AM I MY BROTHER’S KEEPER?


In early 2016, thanks to the Spanish arts organisation ONUART, Daudy was given a used tent from Zaatari Refugee camp in Jordan, with which to create an artwork. 

UNHCR organised for Daudy to visit several camps on different occasions, and she also met with activists, war-wounded, volunteers, doctors, diplomats and other aid organisations, from nearly 60 nations, asking them about their experience of the refugee crisis, and their observations about home and identity rising from it. She also asked them what lessons could be learned from their trauma and loss, that might be usefully shared through the medium of the tent.

The courage, perseverance and dignity of the people she met struck Daudy deeply, and these positive core human qualities along with the terrible collateral results of war, climate change, hatred and violence, which the refugees have gone through have become the overriding message of the tent. We can all help one another. We are all connected. Our life is what our thoughts make it.

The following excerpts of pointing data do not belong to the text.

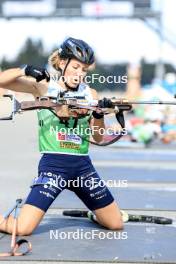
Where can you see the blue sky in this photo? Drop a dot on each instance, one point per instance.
(113, 40)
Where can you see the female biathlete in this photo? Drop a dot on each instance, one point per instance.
(64, 158)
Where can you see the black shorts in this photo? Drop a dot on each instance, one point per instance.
(57, 172)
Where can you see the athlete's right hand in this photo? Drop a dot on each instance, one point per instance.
(37, 72)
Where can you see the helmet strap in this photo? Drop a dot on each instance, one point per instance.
(66, 84)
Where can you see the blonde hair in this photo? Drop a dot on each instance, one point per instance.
(54, 60)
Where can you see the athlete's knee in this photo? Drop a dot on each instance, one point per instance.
(24, 230)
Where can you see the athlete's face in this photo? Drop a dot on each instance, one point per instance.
(75, 73)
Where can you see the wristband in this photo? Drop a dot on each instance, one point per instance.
(97, 115)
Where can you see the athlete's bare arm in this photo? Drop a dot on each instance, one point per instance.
(15, 80)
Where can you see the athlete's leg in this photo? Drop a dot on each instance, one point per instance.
(28, 219)
(37, 203)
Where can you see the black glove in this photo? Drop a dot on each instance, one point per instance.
(105, 103)
(37, 72)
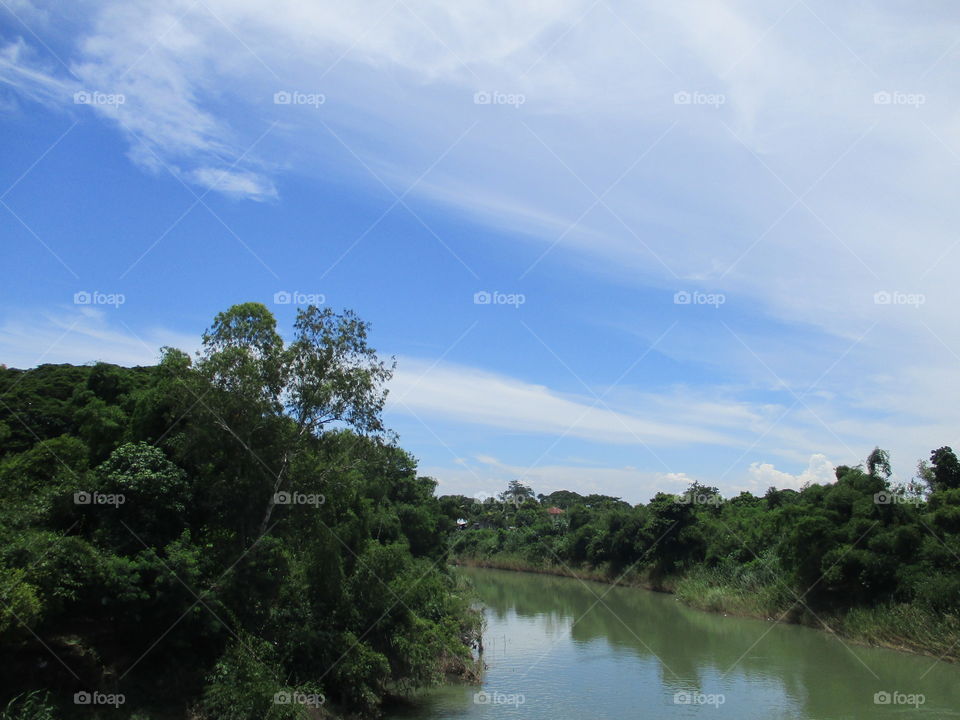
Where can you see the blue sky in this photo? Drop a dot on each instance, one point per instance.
(787, 167)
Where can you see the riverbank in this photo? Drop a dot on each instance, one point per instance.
(900, 627)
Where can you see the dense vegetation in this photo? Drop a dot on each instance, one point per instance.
(233, 536)
(863, 557)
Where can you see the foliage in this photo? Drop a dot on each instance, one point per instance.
(217, 530)
(860, 543)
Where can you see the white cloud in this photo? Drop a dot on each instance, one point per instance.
(82, 336)
(475, 396)
(491, 476)
(763, 475)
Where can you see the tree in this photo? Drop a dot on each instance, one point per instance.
(517, 493)
(878, 464)
(946, 469)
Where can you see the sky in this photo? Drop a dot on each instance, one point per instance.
(614, 248)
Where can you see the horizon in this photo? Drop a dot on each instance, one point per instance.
(721, 251)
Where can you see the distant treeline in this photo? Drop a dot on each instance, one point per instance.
(232, 536)
(862, 556)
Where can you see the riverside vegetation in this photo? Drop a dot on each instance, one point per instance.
(861, 557)
(232, 536)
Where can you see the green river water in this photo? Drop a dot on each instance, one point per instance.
(558, 648)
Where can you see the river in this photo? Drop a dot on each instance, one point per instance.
(559, 648)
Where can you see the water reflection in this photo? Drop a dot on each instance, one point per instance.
(590, 650)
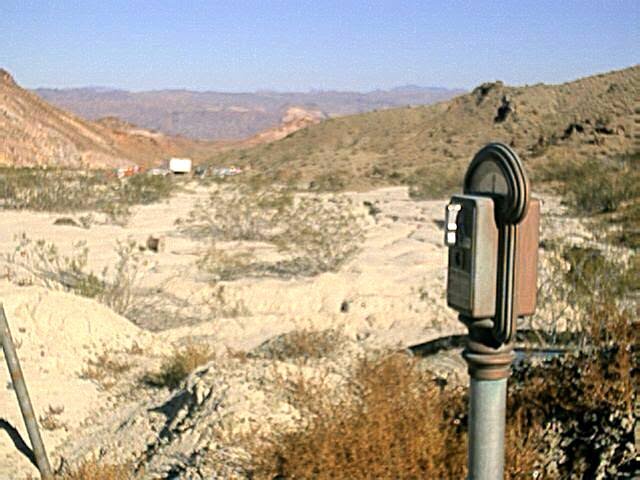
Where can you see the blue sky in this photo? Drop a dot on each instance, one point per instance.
(240, 45)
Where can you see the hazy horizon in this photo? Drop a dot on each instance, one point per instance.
(301, 46)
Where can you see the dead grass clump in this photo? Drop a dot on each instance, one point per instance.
(105, 370)
(94, 469)
(567, 418)
(57, 190)
(300, 344)
(50, 420)
(312, 234)
(176, 367)
(395, 422)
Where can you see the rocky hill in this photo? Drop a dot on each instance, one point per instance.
(33, 132)
(548, 125)
(229, 116)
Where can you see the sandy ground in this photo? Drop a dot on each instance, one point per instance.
(391, 294)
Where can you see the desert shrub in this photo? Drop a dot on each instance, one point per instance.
(177, 366)
(299, 344)
(577, 280)
(435, 181)
(566, 418)
(394, 422)
(56, 190)
(40, 262)
(313, 234)
(597, 186)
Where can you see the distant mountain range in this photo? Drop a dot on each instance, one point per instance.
(550, 126)
(228, 116)
(33, 132)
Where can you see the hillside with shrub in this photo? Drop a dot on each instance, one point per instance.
(550, 126)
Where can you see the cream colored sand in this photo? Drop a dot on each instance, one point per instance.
(390, 294)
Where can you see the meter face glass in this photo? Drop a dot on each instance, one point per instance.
(488, 178)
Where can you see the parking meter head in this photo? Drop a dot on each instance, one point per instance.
(497, 172)
(472, 237)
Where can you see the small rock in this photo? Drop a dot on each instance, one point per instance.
(156, 244)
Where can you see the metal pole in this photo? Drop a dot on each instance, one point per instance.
(26, 408)
(487, 408)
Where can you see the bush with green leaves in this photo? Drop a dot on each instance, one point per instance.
(57, 190)
(40, 262)
(314, 234)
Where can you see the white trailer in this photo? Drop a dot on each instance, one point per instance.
(180, 165)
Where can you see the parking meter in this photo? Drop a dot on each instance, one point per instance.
(472, 238)
(491, 231)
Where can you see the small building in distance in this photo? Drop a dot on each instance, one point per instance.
(180, 165)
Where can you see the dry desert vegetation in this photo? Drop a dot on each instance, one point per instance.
(293, 325)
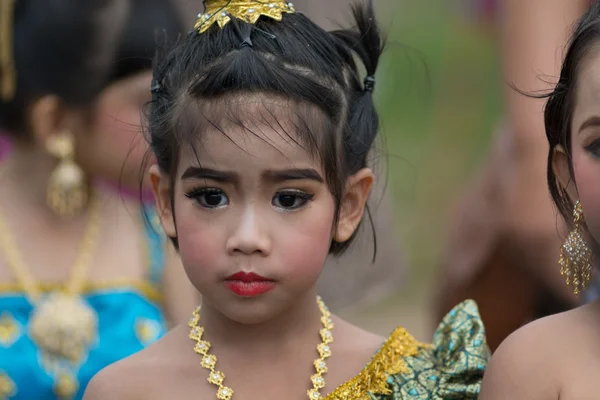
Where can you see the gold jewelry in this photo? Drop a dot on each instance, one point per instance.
(575, 257)
(249, 11)
(63, 325)
(7, 64)
(67, 193)
(217, 378)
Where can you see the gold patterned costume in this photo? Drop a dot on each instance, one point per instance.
(450, 368)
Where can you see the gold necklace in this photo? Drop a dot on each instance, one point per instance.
(217, 378)
(63, 324)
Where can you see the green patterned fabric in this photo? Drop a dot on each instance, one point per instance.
(452, 368)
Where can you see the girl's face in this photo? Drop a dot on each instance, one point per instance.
(254, 218)
(585, 142)
(114, 147)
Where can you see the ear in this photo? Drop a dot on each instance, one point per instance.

The crochet elements of the tent are made by internally displaced women women in Syria, providing a revenue for them. Daudy commissioned the circles to compose the enormous tree of hope, as well as the crochet which compose the bushes of hollyhocks, so that the tent is inscribed with work and words literally of the refugees themselves.

The words are those of refugees, diplomats, aid workers, medical staff and soldiers involved in the refugee crisis. Around the black base are conditions for being defined as a refugee by the UN 1951 Convention for Refugees.

The research in which Daudy engaged for the purpose of the refugee tent led to a series of new chapters in her work, inspired by the people she encountered - both refugees and those individuals connected to them. Daudy embarked upon a prolific campaign of written interventions in public and private places, across Europe, the UK and the Middle East, conveying positive, thought-provoking messages and ideas.

She has written across more than 250 places, from tree stumps to prestigious museums, rubbish bins, fire hydrants, world-famous restaurants, bus shelters, greasy spoons, grocery shops, a refugee registration centre, youth centres, libraries, schools and street corners.